Citation URLs in markdown. The image-exfil regex will hit any agent that emits inline diagrams or screenshots in answers. Allowlist the citation domains the agent is permitted to reference, alert on everything else.
Browser agents that genuinely need to navigate arbitrary URLs. If you’ve got an agent doing web research, the “outbound to non-allowlisted domain” rule is meaningless for that workload. Segment those agents onto a separate egress profile and run a different detection — focused on what they exfiltrate from your internal state, not where they browse.
LangChain/LangGraph retry loops that double-fire tool calls when an exception is raised mid-chain. You will see the same tool call land in your trace index two or three times with different span IDs and think you have a loop attack. You probably don’t — check the parent span and the exception field before paging anyone. (The docs were clearer about this in the 0.2 era; current ones may not be.)

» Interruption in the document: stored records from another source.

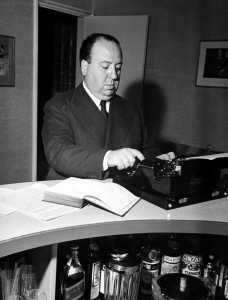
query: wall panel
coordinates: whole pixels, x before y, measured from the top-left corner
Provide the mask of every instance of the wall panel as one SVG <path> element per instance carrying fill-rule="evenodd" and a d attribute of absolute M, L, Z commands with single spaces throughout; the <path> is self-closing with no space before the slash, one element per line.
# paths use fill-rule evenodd
<path fill-rule="evenodd" d="M 1 0 L 0 34 L 15 37 L 15 87 L 0 87 L 0 184 L 32 180 L 33 1 Z"/>
<path fill-rule="evenodd" d="M 92 0 L 55 1 L 92 10 Z M 16 61 L 15 87 L 0 87 L 0 184 L 35 179 L 37 8 L 38 0 L 0 1 L 0 34 L 15 37 Z"/>
<path fill-rule="evenodd" d="M 150 17 L 144 108 L 151 138 L 228 151 L 228 89 L 195 86 L 201 40 L 227 40 L 226 0 L 94 0 L 95 15 Z"/>

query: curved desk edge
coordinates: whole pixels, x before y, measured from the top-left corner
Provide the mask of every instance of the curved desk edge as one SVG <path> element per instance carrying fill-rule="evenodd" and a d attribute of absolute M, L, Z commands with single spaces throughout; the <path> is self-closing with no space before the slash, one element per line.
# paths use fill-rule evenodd
<path fill-rule="evenodd" d="M 51 186 L 57 182 L 44 183 Z M 32 184 L 3 187 L 19 189 Z M 0 234 L 0 257 L 70 240 L 108 235 L 176 232 L 228 236 L 228 201 L 219 200 L 169 212 L 141 200 L 123 218 L 92 206 L 53 223 L 39 223 L 18 212 L 9 217 L 0 216 L 4 230 L 4 235 Z"/>
<path fill-rule="evenodd" d="M 0 243 L 0 257 L 71 240 L 120 234 L 199 233 L 227 235 L 228 223 L 189 220 L 131 220 L 72 226 L 34 233 Z"/>

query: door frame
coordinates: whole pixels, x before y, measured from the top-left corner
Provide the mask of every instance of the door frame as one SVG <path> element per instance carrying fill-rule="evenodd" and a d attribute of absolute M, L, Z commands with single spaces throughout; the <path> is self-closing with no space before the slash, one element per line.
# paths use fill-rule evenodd
<path fill-rule="evenodd" d="M 81 18 L 93 14 L 91 11 L 84 10 L 68 4 L 59 3 L 53 0 L 38 0 L 38 3 L 40 7 L 57 10 L 65 14 L 74 15 Z"/>
<path fill-rule="evenodd" d="M 64 0 L 62 0 L 64 1 Z M 92 11 L 53 0 L 33 0 L 33 87 L 32 87 L 32 181 L 37 179 L 37 121 L 38 121 L 38 10 L 39 7 L 71 14 L 80 18 L 93 15 Z"/>

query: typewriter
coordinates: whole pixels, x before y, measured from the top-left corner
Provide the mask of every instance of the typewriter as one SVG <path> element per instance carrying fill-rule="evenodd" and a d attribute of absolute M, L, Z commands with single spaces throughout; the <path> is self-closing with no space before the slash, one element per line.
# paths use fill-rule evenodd
<path fill-rule="evenodd" d="M 169 210 L 228 195 L 228 153 L 145 159 L 113 181 L 136 196 Z"/>

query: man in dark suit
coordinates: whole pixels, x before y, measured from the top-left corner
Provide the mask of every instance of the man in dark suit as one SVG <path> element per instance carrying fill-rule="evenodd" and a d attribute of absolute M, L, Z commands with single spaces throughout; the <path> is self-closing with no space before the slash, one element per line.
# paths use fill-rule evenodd
<path fill-rule="evenodd" d="M 151 152 L 141 110 L 119 97 L 122 50 L 118 40 L 92 34 L 80 49 L 83 82 L 45 105 L 42 138 L 47 179 L 103 179 L 112 167 L 133 166 Z M 159 156 L 172 159 L 174 153 Z"/>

What teams get wrong before they get it right
Treating it as a content-moderation problem. Input/output classifiers — the LLM-guardrail products — are useful as a layer, but if your only signal is “did the prompt look like an injection,” you will miss the indirect cases entirely. The injection is not in the prompt. It is in the retrieved document, and the model already ingested it before your guardrail saw the conversation.
Trusting tool descriptions. The MCP threat model assumes the tool catalog is itself trustworthy. If your agents pull descriptions dynamically from a server you do not control, those descriptions are a content channel and need the same inspection as any retrieved document. The 2026 spec added description signing — use it, and reject unsigned servers at the gateway.

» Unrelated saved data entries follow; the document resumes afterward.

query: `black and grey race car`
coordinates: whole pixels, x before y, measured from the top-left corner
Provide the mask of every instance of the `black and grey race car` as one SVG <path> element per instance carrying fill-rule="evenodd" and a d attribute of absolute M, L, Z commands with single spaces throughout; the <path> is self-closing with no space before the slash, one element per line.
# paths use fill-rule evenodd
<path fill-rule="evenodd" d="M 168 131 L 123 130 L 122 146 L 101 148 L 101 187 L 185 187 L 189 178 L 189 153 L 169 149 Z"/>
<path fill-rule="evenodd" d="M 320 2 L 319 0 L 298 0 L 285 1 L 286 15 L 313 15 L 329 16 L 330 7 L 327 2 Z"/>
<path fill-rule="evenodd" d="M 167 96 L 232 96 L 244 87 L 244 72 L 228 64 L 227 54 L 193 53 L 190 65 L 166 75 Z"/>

Building all of this inline in the agent runtime. Putting detection inside the model-call path is tempting because the context is right there. It is also where it will get disabled the first time it adds 400ms to p95. Push detection to the trace pipeline downstream. Let the runtime emit, let the SIEM judge.
Assuming the model is the perimeter. It isn’t. The perimeter is the tool registry, the egress controls on the runtime, and the auth scoping on what each tool can do on behalf of the agent’s service account. If your send_email tool can email anyone in the world from a service account with no per-recipient policy, no detection is going to save you on the day the injection lands. The model is the worst place to enforce authorization and it should not be the only place doing so.
Where this sits in 800-53
| Concern | Controls |
|---|---|
| Untrusted content reaching the model | SI-10, SC-7, AC-4 |
| Tool-call telemetry and trace retention | AU-2, AU-12, AU-6 |
| Agent service-account scoping | AC-3, AC-6 |
| Tool registry integrity and MCP server trust | CM-5, CM-7, SR-3, SR-4 |
| Output sanitization and egress filtering | SC-7, SI-7 |
| Detection engineering on agent traces | SI-4 |
| Response procedures for compromised agent sessions | IR-4, IR-5 |
The mapping is not exotic. The novelty is at the implementation layer, not the control catalog — AC-4 has always been about information flow, it just now has to cover “instructions hiding inside a Confluence page the RAG pipeline retrieved.”
Closing
The model is not going to solve prompt injection for you. Instruction/data separation at the model layer is improving incrementally; the agentic surface area is growing much faster. Detection has to live in the trace pipeline and the egress path, not in the prompt. Treat agents as authenticated principals with scoped tools, watch the tool-call graph the way you watch process trees on endpoints, and pay particular attention to anything the agent renders back to the user. That last surface is where most of the loss happened last year, and the fix is unglamorous: sanitize the output, filter the egress, allowlist the citations.